ANA SAYFA



KİTAPLARIM


    ÖĞRETMENLERİN HEPSİNE


     ÖĞRETMENLERİN HEPSİNE

    06/02/2018

    Sevdiğiniz ve şikayet ettiğiniz Cumhurbaşkanları, Başbakanlar, Bakanlar, Komutanlar, müdürler, hakimler, savcılar, evliyalar, eşkıyalar, pazarcılar, dervişler, berduşlar, mafyalar, teröristler, vakıfçılar, dernekçiler…özetle her insanın hamurunun yoğurulmasında sizin de katkınız var.

    Onların her doğru işinden size de bir pay olduğu gibi, onların her yanlışından size de bir pay olduğunu hatırdan çıkarmadan eğitim ve öğretime dikkat ediniz.

    Akan ırmağı seyreder gibi, kır çiçeği koklar gibi, serçe kuşunu okşar gibi bakınız, koklayınız, seviniz çocukları.

    Sizi görünce yüreklerine hiçbir korku gölgesi dahi düşmesin.

    Onlara doğruları anlatınız. Doğrular da sizin doğrularınız olmasın. Bizim doğrularımız, bizin aklımız, gücümüz, tecrübemizle sınırlıdır.

    Körpe beyinleri bizim sınırlı doğrularımızın içine hapsetmeyelim.

    Onların sınırsız ufuklarını kapatmamaya dikkat edelim.

    Şu anda bütün canlıların havasını veren, hayatını devam ettiren Allah celle celalühün doğrularını anlatalım.

    Din dersi öğretmenleri, imanın altı esası dersine ağırlık vermeli.

    “İbrahim aleyhisselamın anasının adı neydi” diye ödev veren öğretmenler gördük.

    Eğitim programında olmayan, dünya veya ahirette de faydası bulunmayan, doğrusunu da kimsenin bilmediği ve de bilemeyeceği şeylerle öğrencileri israf etmenin anlamı yok.

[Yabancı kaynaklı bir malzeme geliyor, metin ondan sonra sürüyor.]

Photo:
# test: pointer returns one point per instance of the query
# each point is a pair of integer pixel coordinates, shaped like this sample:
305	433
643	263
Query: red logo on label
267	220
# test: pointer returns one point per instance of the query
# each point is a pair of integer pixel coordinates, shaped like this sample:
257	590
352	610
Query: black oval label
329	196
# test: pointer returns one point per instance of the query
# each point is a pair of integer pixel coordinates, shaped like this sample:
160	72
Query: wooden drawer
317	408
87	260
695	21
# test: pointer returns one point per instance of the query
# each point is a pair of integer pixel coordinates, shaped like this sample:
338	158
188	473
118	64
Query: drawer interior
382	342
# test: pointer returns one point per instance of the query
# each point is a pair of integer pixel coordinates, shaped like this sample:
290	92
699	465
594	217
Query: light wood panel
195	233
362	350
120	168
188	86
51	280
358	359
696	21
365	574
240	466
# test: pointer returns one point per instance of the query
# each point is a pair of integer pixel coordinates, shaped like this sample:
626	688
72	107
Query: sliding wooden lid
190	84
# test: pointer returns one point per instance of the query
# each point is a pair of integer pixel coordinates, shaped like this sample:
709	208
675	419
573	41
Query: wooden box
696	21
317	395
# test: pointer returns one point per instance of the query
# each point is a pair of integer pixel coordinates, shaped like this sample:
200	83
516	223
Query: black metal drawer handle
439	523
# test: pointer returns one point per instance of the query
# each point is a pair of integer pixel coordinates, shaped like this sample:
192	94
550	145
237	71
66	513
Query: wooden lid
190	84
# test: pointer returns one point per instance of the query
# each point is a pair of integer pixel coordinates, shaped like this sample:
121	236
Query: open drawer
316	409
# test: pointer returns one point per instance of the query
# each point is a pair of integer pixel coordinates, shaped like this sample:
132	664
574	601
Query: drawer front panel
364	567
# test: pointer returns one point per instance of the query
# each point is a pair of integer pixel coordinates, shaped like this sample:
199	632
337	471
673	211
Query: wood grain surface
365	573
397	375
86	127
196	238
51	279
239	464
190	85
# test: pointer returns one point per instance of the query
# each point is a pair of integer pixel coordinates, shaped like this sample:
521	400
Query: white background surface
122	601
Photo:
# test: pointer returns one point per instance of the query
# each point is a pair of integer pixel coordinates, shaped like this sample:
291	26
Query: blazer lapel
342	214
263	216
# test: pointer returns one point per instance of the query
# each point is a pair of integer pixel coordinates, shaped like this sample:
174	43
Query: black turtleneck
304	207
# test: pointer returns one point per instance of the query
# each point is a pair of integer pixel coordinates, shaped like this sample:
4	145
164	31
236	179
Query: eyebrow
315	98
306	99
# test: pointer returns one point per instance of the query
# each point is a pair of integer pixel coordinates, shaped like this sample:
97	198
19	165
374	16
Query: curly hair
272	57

    “İbrahim aleyhisselam ne yaptı da ateşe atıldı ve sonuç nasıl oldu”  diye bir ödev verseydi, öğrenciye de , ailesine de, sorduğu hocalara da bir çok faydası olur ve öğrenci, zalimlere boyun eğmemeyi öğrenmiş olurdu.

    Allah’ın varlığını inkar üzerine söylenmiş sözlerin hiç birini söylemeden o fikre karşı olan akli ve nakli delilleri öylesine çok anlatmalı ki, o bilgi onda kanı gibi, canı gibi, kemiğinde iliği gibi olsun.

    Bilginin insana faydalı olması gerekir. Faydalı olması için yaşanması lazım. Yaşantıya doğru dönüştürülmesi için doğru ve güzel örnek gerekir.

    İşte peygamberler, indirilen kitapların nasıl yaşanacağının en güzel örnekleri olduğu ve peygambersiz din olamayacağı öğretilmeli.

    Ağaçtan düşen elmanın hızının, düştüğü yere etkisinin hesaplarını yaptıran öğretmen de bütün bunları öğrettikten sonra elmayı, havayı, hacmi, ağırlığı yaratanı anlatmalı.

    Hiçbir insanın tabiatta olmayan bir şeyi ilave etmediğini, bir şeyi de yok edemediğini öğretirken bu kainatı yaratana da dikkat çekmeli ve mülkün, yaratana ait olduğu, bize emaneten verildiği, emanete de hıyanet edilmemesi gerektiği öğretilmeli.

    Deniz bilimleri, orman bilimleri, uzay bilimleri, coğrafya dersleri….velhasıl bütün derslerin ana malzemesini, kanununu, yaratanın o olduğu gibi yaşatmaya da onun devam ettiğini bildirmeli.

    Hazreti dem’den önce yaratılan bu dünyamızda yürürlükte olan tabiat kanunlarında zaman aşımı olmadığını, suyun ilk yaratıldığındaki kanunu ne ise bu gün de aynı olduğunu anlattıktan sonra tabiatı yaratan Allah celle celalühün, en son indirdiği Kitab olan Kur’an-i Kerimdeki kanunlarının da zaman aşımına uğramayacağının delili olduğunu anlatmalı öğrencilere.

    Yapay, sanal yiyecek, içecek ve giyeceklerin insana zarar verdiği anlaşılan bu çağda sanal, yapay kanunların da dünyayı cehenneme çevirdiği, güçlülerin zalimleştiği, sömürenlerin semirdiği, hırsızların, katillerin çeteleştiği anlatılmalı ve hiçbir insanın diğerinin aklına göre değil bütün akılları yaratanın koyduğu kurallara göre hareket edilmesi öğretilmeli.

    Bir öğretmeli, bin örnek olmalı.